The challenges biotechnology companies face in developing new medicines are increasingly dynamic and complex—particularly in rare disease clinical research, where patient populations for some conditions may be less than 25 people worldwide. Now, more than ever, companies need to have the right expertise in place to remain competitive and meet the unique demands of this area of research.
Maria-Cruz Morillo is focused on helping companies “get it right” as the global therapeutic operations lead for rare diseases at the specialized Clinical Research Organization (CRO) leader, Allucent. Allucent helps bring new therapies to light by solving some of the distinct challenges faced by small and mid-sized biotech companies in the drug development journey.
How did you get involved in clinical research, and what makes you passionate about this space?

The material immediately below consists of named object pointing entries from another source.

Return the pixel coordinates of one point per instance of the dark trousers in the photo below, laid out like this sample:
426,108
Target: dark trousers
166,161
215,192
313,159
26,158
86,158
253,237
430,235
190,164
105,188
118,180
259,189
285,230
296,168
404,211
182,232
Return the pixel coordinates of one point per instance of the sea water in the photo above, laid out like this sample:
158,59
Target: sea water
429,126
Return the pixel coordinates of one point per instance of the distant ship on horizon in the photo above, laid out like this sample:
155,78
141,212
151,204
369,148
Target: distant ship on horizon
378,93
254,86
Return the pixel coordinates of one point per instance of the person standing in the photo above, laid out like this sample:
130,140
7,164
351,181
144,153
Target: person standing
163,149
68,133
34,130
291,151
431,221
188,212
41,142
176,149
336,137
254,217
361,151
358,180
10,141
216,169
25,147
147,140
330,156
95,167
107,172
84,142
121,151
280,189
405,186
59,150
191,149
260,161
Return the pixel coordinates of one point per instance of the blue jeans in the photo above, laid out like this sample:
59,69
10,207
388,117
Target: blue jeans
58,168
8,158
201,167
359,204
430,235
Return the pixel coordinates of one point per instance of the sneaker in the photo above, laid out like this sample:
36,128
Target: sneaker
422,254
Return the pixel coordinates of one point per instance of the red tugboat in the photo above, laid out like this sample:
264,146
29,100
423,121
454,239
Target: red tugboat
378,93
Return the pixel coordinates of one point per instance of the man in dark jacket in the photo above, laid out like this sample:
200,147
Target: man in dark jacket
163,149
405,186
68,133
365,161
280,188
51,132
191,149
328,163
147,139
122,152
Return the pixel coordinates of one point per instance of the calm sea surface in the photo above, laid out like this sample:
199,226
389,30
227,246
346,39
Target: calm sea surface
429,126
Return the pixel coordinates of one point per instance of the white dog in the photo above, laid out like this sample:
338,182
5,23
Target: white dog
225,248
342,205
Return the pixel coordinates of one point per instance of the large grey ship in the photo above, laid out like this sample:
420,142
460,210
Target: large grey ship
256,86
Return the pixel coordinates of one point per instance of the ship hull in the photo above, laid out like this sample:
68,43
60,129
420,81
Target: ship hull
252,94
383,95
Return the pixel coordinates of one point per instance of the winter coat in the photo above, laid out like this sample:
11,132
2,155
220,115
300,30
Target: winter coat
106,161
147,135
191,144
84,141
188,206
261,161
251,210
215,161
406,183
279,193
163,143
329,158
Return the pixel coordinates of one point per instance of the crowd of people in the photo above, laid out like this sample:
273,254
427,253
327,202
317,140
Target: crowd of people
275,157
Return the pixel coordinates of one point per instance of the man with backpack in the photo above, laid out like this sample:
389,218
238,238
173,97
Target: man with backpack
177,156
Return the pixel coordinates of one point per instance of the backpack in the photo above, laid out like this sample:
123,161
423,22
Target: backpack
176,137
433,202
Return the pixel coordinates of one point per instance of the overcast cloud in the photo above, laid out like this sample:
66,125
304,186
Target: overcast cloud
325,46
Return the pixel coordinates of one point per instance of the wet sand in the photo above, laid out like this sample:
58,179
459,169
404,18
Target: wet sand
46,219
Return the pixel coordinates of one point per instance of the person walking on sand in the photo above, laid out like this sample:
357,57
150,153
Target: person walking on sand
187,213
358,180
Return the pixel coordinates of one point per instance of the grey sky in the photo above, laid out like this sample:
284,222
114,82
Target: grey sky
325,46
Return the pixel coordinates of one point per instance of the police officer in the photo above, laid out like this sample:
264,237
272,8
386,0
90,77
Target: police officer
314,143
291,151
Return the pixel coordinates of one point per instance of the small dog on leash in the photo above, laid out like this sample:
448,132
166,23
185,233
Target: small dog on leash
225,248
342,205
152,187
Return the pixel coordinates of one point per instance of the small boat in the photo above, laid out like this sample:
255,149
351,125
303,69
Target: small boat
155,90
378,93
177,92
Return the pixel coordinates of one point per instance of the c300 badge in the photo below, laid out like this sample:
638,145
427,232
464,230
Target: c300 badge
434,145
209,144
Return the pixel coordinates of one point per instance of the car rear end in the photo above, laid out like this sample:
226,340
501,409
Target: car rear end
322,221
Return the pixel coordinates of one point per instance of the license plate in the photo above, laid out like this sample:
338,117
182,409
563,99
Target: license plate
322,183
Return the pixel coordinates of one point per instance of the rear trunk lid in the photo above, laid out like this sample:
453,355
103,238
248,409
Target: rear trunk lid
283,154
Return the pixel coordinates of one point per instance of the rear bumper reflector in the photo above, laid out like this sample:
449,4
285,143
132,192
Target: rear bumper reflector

I spent the first part of my career in clinical development at biotechnology and pharmaceutical companies, and the last 15 years working in the CRO setting. I’ve seen in my own family how difficult facing a rare disease can be, and the possibility to deliver hope to people in such a vulnerable position is so rewarding. Working in drug development for rare diseases is so exciting because we have opportunities to bring new medicines to patients who currently have limited or no treatment options.
What do companies need to consider when designing a rare disease clinical trial to be truly patient-centric?
Rare disease research needs to address three key challenges: the difficulty of identifying the patients, accommodating their specific needs and lessening their burden to participate. Close collaboration with patients, advocates and families on these topics is critical—we need their voices.
If there can only be a very small number of clinical trial sites, we need to consider if the people in our trial are able to travel. What accommodations are needed? Minimizing the number of visits to the clinical site by contracting home nurse services for capturing certain data, or using remote monitoring of patient data such as through a wearable device, may help.
Another important factor is how trial measurement criteria are defined. These should include not only the presence of certain biomarkers but also measures that are meaningful to the patients and their families, such as whether their loved one can now walk or read.
What should biotech companies look for in a partner or a team helping with clinical trial design and execution in rare diseases?
Specific expertise and a tailored approach are needed. Many of our regulatory and biometrics consultants previously worked for global regulatory authorities and understand exactly what will be required during the journey to approval. Technical data management staff are experienced in analyzing patient-reported outcomes and smaller, complex data sets.
With deep knowledge and experience to “go big” in thinking of the small details, the right plan can be developed to address complex challenges and guide the way from strategy through approval. We focus on tailored solutions, flexibility and patient-centricity, including a dedicated decentralized clinical trial approach called Patient Direct that incorporates real-world data collection, remote monitoring and other technologies to broaden our reach and make participation easier for patients and their families.
What opportunities in rare disease drug development are you most excited about, as you look ahead to the future?
The growth in genetic testing capabilities, not only of patients but family members, will yield larger datasets of mutations that can in turn advance the diagnosis and treatment of rare diseases.
The growing use of Real-World Evidence (RWE) is also very exciting. Particularly when patient numbers are limited, using real-world data for external control arms could help avoid the need to give patients in the trial a placebo while supporting the statistical significance of the data.
I also believe we’ll continue to see more decentralized and direct-to-patient solutions for capturing data remotely.
These are three areas that offer important opportunities to address some of the challenges that come with rare disease drug development. And, it’s really exciting to see, because a lot of great work is already underway. With the addition of more data, if we can make this available across all stakeholders—clinicians, academia, pharmacies, patients and advocates—I believe we will see even more progress ahead. So, I’m very excited about the future and extremely hopeful for what can be accomplished to help bring needed treatments to people with rare diseases around the world.